Table 3 presents the four clusters identified in the sample based on QOL. Cluster 1 was composed of 128 participants (28% of total sample) with a mean overall score for QOL of 75.8 (SD = 10.7), ranking first of the four clusters. Cluster 2 consisted of 120 individuals (26% of total sample), had the lowest overall mean QOL score (mean = 66.0; SD = 11.0). Cluster 3 included 142 individuals (31% of sample) ranked second on QOL (mean = 70.4, SD = 3.1). Finally, Cluster 4 presented 65 participants (14% of total sample), ranked third on QOL (mean = 67.1; SD = 11.4). Analysis of variance comparing QOL scores among the four clusters revealed significant differences: F(3, 454) = 26.54, p < 0.000. Post hoc tests using the Bonferroni correction revealed higher mean scores on QOL for Cluster 1 than for the other three Clusters (p < 0.000). Cluster 2 had lower scores than Cluster 3 (p < 0.001). Finally, the comparison between the mean scores for QOL for other Clusters (2 vs. 4, and 3 vs. 4) were non-significant (Tables 3, 4).
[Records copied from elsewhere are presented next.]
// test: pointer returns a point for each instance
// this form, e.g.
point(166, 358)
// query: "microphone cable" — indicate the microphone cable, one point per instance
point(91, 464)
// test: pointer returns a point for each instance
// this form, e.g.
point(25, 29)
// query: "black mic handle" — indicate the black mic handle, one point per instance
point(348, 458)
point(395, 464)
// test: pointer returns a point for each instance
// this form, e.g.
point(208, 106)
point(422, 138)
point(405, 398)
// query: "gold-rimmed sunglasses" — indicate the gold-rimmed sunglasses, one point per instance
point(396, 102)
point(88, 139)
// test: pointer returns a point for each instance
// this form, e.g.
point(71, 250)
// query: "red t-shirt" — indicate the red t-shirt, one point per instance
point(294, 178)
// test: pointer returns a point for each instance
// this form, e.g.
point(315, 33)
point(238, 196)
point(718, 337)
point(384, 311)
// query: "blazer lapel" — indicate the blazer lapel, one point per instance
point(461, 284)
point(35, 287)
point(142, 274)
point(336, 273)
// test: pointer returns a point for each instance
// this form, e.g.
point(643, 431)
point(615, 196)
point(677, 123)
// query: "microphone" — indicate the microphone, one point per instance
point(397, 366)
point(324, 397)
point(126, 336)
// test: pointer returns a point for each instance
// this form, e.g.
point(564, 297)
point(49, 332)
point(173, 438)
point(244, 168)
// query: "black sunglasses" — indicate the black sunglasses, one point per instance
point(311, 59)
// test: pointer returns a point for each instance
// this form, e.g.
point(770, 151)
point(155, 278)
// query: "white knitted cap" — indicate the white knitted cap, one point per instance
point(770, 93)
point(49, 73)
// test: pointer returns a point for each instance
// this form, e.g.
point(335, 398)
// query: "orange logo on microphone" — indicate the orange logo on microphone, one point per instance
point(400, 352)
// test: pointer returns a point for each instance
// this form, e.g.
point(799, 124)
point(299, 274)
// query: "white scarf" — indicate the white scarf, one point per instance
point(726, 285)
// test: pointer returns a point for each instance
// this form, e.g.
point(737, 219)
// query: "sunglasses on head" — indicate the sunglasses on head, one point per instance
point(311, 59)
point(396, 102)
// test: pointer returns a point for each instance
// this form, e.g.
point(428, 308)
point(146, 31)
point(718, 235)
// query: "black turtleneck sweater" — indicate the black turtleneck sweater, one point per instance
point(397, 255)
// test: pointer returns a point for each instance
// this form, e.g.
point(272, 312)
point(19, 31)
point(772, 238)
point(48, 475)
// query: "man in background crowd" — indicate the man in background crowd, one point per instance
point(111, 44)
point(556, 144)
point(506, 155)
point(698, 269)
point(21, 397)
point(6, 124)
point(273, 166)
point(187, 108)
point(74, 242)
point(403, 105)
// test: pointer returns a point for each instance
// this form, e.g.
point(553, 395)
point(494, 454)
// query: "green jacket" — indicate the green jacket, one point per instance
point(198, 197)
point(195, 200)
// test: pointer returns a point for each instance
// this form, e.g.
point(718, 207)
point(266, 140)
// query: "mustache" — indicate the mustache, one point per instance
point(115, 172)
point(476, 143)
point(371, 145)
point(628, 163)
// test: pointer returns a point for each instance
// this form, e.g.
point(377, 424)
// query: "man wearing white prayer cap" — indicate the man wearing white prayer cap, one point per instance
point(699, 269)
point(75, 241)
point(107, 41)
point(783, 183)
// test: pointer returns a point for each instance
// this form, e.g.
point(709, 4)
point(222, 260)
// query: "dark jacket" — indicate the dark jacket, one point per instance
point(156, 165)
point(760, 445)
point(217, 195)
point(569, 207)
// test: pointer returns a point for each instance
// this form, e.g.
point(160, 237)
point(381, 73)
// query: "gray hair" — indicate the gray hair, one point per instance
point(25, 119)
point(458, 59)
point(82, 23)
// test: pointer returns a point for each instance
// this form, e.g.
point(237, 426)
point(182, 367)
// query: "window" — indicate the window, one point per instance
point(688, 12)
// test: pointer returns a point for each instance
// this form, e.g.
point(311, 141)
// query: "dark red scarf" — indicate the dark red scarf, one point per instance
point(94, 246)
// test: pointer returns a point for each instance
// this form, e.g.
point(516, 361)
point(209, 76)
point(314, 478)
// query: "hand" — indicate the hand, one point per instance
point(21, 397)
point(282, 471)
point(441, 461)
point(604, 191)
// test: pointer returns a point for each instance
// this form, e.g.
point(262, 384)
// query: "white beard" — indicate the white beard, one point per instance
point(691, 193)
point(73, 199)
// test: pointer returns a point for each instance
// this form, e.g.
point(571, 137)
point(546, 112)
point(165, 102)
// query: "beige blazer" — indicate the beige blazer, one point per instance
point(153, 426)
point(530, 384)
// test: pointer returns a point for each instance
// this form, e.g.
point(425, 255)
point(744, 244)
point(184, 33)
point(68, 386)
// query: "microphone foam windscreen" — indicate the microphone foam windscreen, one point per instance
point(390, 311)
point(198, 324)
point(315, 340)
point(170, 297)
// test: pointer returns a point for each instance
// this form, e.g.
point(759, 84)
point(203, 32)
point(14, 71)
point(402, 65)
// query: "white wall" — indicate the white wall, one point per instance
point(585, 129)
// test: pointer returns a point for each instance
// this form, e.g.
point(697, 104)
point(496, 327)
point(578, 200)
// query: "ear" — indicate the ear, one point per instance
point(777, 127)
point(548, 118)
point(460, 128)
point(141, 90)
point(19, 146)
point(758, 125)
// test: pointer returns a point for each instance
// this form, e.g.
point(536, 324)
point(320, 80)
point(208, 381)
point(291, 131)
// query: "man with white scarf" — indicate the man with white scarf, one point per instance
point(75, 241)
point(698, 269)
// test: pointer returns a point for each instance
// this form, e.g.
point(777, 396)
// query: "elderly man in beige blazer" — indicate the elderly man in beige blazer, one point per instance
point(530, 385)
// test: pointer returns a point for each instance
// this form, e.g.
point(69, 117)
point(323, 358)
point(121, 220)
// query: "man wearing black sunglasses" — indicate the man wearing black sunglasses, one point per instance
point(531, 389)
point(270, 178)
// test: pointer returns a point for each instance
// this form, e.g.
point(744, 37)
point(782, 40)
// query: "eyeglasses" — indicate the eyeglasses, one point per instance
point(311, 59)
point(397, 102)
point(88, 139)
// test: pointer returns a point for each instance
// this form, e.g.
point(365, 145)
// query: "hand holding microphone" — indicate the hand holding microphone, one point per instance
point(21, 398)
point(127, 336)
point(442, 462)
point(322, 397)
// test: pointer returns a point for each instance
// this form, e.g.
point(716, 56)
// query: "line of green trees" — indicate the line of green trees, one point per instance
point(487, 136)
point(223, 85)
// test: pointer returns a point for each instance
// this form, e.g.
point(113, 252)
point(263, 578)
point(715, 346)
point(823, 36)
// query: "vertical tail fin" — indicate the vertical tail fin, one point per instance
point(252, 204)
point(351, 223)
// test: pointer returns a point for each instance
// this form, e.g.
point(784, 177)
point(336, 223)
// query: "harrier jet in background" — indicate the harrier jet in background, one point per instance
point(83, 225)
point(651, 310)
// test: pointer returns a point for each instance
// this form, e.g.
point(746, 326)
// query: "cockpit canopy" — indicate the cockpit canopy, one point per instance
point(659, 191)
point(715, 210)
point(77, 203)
Tests confirming the cluster analysis indicated that socio-demographic variables (age, sex, criminal record, homeless episodes, type of accommodation), clinical variables (suicidal ideation, number of physical illnesses, and functional disability), and frequency of services use (public services) differed significantly across clusters (Table 3). Cluster 1 included predominantly women 50 years old and over, who had experienced one episode of homelessness. Cluster 1 also had the lowest proportion of individuals with criminal records and the lowest functional disability scores. As compared with those in Clusters 3 and 4, more Cluster 1 participants resided in permanent housing with support; they reported a greater number of physical illnesses, but more often had a family physician. Compared with Clusters 2 and 3, Cluster 1 participants also made less use of public services. Finally, compared with Cluster 2, Cluster 1 participants reported lower ER use. Cluster 1 was labeled: “Mainly older women with one homeless episode, low functional disability and high QOL”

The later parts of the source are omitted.